Sawa-wasabi cultivated in sand-gravel beds is not eligible for Japan’s organic certification as it does not meet a criterion. Namely, Japan’s organic agricultural products must make use of the productivity of the agricultural land derived from soil. But because sawa-wasabi is cultivated using spring water that is rich in nutrients and flavor, and in environments where water is constantly flowing, sawa-wasabi can be cultivated using hardly any fertilizer and pesticides. Recent years have seen a rise in wasabi farmers cultivating pesticide-free sawa-wasabi. To protect it from strong sunlight, many sawa-wasabi fields have trees planted around them for the provision of shade.
Hata-wasabi, on the other hand, is cultivated in farms and is eligible for Organic JAS certification.
Globally Important Agricultural Heritage System
Shizuoka and Nagano Prefectures are two major producing regions of sawa-wasabi. These two prefectures combined account for over 90% of the sawa-wasabi production in Japan. The prefectures’ abundant spring water and moderate climate make them suitable as sawa-wasabi production regions. Iwate Prefecture has the largest production of hata-wasabi, accounting for 60% of the nationwide production.
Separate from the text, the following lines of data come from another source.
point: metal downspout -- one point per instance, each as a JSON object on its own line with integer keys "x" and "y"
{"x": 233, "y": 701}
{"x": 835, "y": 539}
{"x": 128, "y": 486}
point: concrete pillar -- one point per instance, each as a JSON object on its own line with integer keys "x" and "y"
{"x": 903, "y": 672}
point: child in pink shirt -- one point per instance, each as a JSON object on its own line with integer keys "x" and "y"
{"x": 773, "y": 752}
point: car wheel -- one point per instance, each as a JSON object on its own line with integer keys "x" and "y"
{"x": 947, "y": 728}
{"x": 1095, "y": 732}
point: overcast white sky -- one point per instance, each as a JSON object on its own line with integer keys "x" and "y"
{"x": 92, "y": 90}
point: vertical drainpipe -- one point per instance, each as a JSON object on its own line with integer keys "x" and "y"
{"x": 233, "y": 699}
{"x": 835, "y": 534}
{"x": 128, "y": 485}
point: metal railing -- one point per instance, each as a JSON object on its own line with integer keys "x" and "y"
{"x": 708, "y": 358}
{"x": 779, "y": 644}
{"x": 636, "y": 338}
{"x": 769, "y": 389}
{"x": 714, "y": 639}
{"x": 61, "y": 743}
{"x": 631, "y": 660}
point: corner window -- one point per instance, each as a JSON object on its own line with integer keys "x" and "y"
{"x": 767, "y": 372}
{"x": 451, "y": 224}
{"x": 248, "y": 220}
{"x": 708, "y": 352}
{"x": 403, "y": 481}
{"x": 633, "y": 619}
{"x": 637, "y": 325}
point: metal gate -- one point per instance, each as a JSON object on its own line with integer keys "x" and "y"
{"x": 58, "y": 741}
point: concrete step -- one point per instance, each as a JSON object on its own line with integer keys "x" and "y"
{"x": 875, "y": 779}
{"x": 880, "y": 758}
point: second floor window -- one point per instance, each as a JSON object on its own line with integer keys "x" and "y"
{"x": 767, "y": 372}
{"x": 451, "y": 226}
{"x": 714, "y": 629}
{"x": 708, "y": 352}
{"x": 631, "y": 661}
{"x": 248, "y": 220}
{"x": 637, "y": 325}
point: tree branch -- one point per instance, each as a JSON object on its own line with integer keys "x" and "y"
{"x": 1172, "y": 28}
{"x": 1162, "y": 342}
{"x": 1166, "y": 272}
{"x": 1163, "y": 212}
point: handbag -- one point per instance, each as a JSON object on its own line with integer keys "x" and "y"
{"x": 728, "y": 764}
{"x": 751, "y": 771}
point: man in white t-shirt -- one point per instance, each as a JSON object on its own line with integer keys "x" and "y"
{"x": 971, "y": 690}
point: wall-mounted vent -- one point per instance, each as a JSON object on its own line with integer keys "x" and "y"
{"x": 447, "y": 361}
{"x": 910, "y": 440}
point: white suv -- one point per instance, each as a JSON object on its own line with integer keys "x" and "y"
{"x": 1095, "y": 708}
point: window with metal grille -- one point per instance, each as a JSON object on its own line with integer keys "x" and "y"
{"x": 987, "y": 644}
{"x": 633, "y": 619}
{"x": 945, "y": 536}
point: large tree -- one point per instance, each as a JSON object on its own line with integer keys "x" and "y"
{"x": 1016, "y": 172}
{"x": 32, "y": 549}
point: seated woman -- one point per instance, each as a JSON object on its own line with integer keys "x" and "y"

In around the mid-Meiji period (1868–1912), Izu City in Shizuoka Prefecture developed a method for cultivating quality wasabi called “Tatamiishi (rock matting) style.” The city ships this wasabi nationwide and is the leading producer of wasabi roots in Japan.
Shizuoka Prefecture’s wasabi cultivating region preserves the traditional agricultural method of cultivating sawa-wasabi in terraced fields created from reclaimed swamps, using not fertilizer but nutrients contained in spring water. “Traditional WASABI Cultivation in Shizuoka” was designated a Japanese Nationally Important Agricultural Heritage Systems site by the Minister of Agriculture, Forestry and Fisheries of Japan in March 2017 and a Globally Important Agricultural Heritage Systems (GIAHS) site by the Food and Agriculture Organization of the United Nations (FAO) in March 2018.
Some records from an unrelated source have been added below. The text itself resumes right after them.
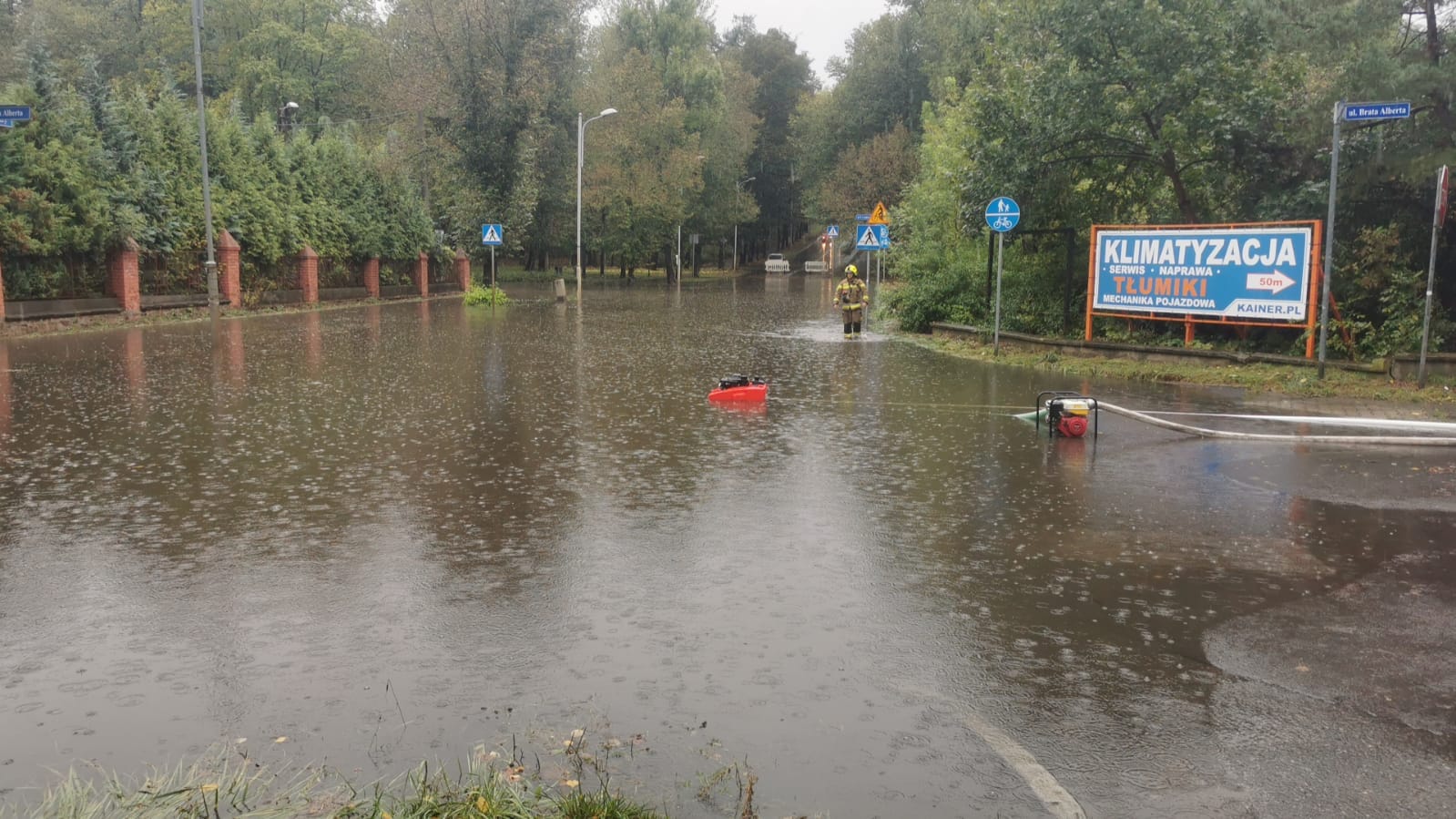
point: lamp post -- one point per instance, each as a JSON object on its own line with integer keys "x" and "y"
{"x": 581, "y": 134}
{"x": 286, "y": 116}
{"x": 680, "y": 241}
{"x": 737, "y": 200}
{"x": 201, "y": 143}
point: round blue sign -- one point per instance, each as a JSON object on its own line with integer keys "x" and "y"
{"x": 1002, "y": 214}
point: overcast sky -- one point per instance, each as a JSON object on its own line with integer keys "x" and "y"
{"x": 820, "y": 26}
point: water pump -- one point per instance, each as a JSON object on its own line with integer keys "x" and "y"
{"x": 1069, "y": 415}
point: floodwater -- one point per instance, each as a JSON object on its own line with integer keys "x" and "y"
{"x": 396, "y": 532}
Wasabi’s beneficial properties
A compound called 6-Methylsulfinylhexyl isothiocyanate (6-MSITC) can be obtained by grating the roots of wasabi. Studies have revealed that 6-MSITC has a variety of benefits, including acting as an antioxidant, helping with detoxification, improving blood flow, and inhibiting cancer. In addition, it is found to be good for the skin and is used in cosmetics and other beauty products. Incorporating wasabi into one’s daily diet will boost one’s health. Incidentally, most of these effects cannot be obtained from wasabi paste in tubes because it has been processed with the addition of other ingredients, such as hon-wasabi and horseradish.
The compound that gives wasabi its unique pungency when grated is allyl isothiocyanate (AITC). AITC is known to exert strong bacteriostatic effects against bacteria and mold and is used in various antibacterial and anti-mold products. The more finely the wasabi is grated, the more its cellular tissue breaks down and AITC forms. This gives the wasabi sharper pungency.
Long ago, wasabi was used to eliminate the odor of fish. It came into greater usage after it began to be put on hand-rolled sushi in the latter half of the Edo period (1603–1867). But this would not have come about, had it not been known that wasabi eliminates odor and prevents food poisoning by inhibiting the propagation of bacteria.
Wasabi has become well known now that sushi is a global staple. Nowadays, it is not unusual for wasabi to be served as a condiment not only for Japanese dishes but also for steak. Sometimes wasabi is utilized instead of horseradish for roast beef, and also as a secret ingredient for sauces and dressings.
With its unique pungency and invigorating taste, wasabi still holds potential for many more diverse cuisines beyond Japanese food.